Fuente: El País (España)
18 de diciembre 2023
Muchas mujeres que han entrado a la maternidad recientemente saben que hay un conflicto intenso entre ellas frente a un recurso muy preciado: la leche materna. Por un lado, está el eje de la lactancia materna exclusiva, que defiende la leche del cuerpo como la única forma de alimentar bien a los bebés. En la otra esquina está el eje que dice que la fórmula que se vende en farmacias o supermercados es hoy en día muy buena, llena de nutrientes esenciales, y disponible para aquellas que no pueden, o no quieren, lactar. No importaría qué hace cada quien en su casa si no fuera porque de lado y lado hay quienes acusan a la contraparte de ser mala madre: por no amamantar o por amamantar por muchos años. Las mamás pierden con cara y pierden con sello.
Yo entré a la maternidad sin mucho interés de opinar en el debate, quería pasar desapercibida mientras resolvía con qué leche nos iba mejor a mi y a mi bebé. Pero cuando nació mi hijo, en septiembre, tuvo unos problemas de salud que nos obligaron a quedarnos 23 días en la clínica (problema, afortunadamente, ya en el pasado). Allí me encontré un lugar que fue ideal para poner un cese al fuego en esta pelea de la leche: la sala de lactancia del hospital.

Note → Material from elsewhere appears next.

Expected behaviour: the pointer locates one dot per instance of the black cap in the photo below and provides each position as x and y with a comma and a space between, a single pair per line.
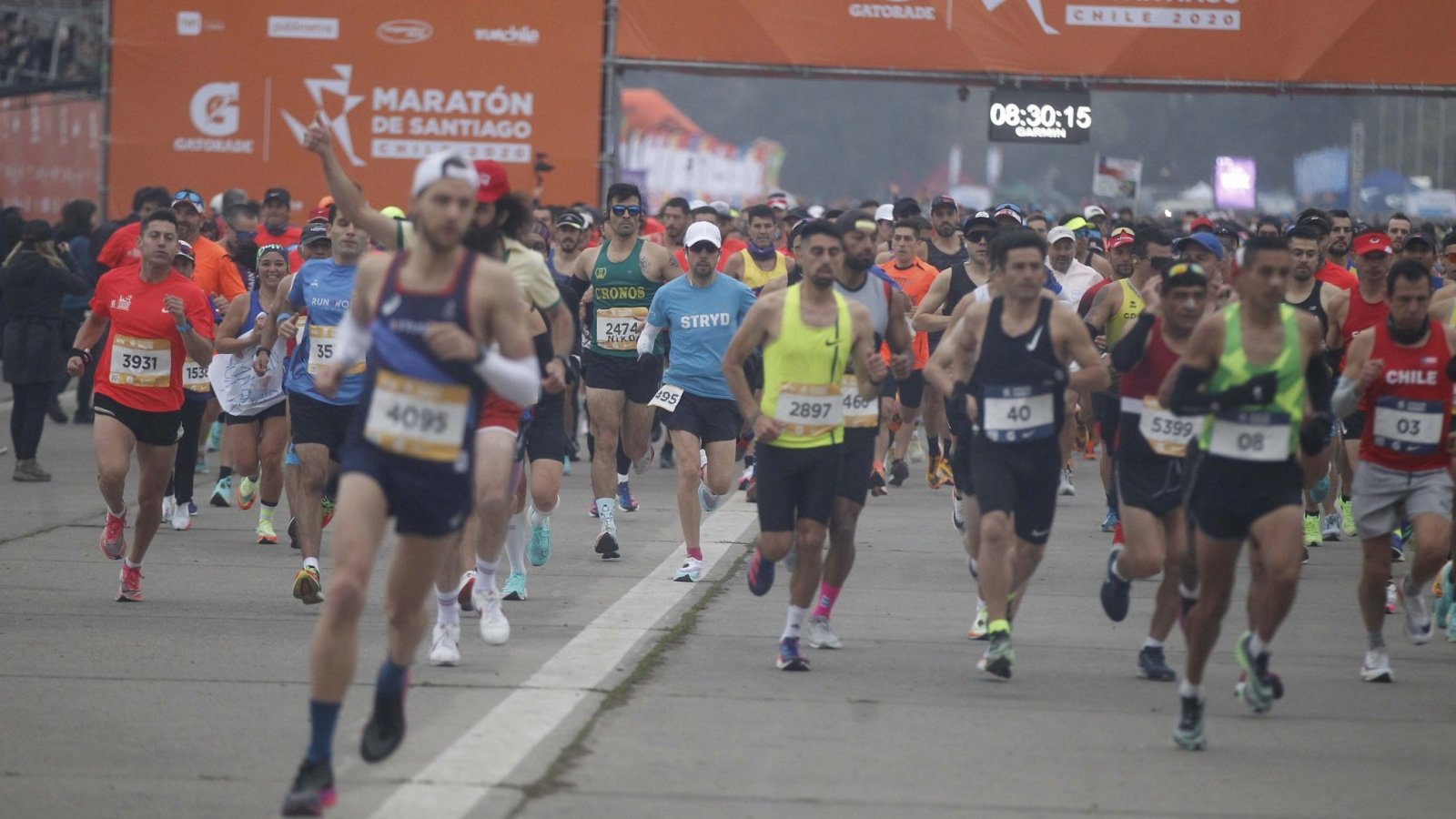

Déjenme describirla. Eran cinco sillas en una sala blanca, cada una con un extractor al lado, donde nuevas madres se sientan con botellitas de vidrio para guardar leche que van a extraer. Lo extraído luego se deja en una ventanilla y será llevado por las enfermeras a cada incubadora o cuna. Hay quienes extraen litros y quienes apenas extraen gotas. No se puede usar el celular, lo que invita a la conversación, y hay mucho que hablar en este escenario: un grupo de mujeres con las tetas al aire, algunas veces intentando sacarnos una risa en ese escenario inesperado, otras veces con los ojos hinchados al llorar de preocupación por los chiquitos. Nadie se imaginó empezar a ser mamá frente a una incubadora.
Lo clave: Allí ninguna está preocupada por la guerra de la leche. Allí ninguna leche tiene súper poderes. El lechegate es una pelea de tuits o blogs, muy lejana. Acá todas acabamos de salir de un parto, una cesárea, no hay tiempo para peleas. Acá lo importante es que los bebés tengan apetito, que engorden, que no sufran, que se fortalezcan. ¿Le cayó bien la leche de fórmula al chiquitín? Estupendo, que la disfrute. ¿Tiene mastitis durante sus primeros días de lactancia? Dese un descanso. ¿Está demasiado deprimida para lactar? Tranquila, hablemos, déjeme darle un abrazo.
Una tarde encontré a una de mis nuevas amigas-mamás llorando porque no producía tanta leche materna como para su primer hijo. Quizás era el estrés, quizás no poder tomar mucha agua estando en la unidad de recién nacidos, o quizás simple misterio de la biología. Pero se calmó al darse cuenta que ni los médicos ni las enfermeras ni nadie estaba preocupado por la baja producción, porque el chiquitín estaba alimentándose perfecto con fórmula.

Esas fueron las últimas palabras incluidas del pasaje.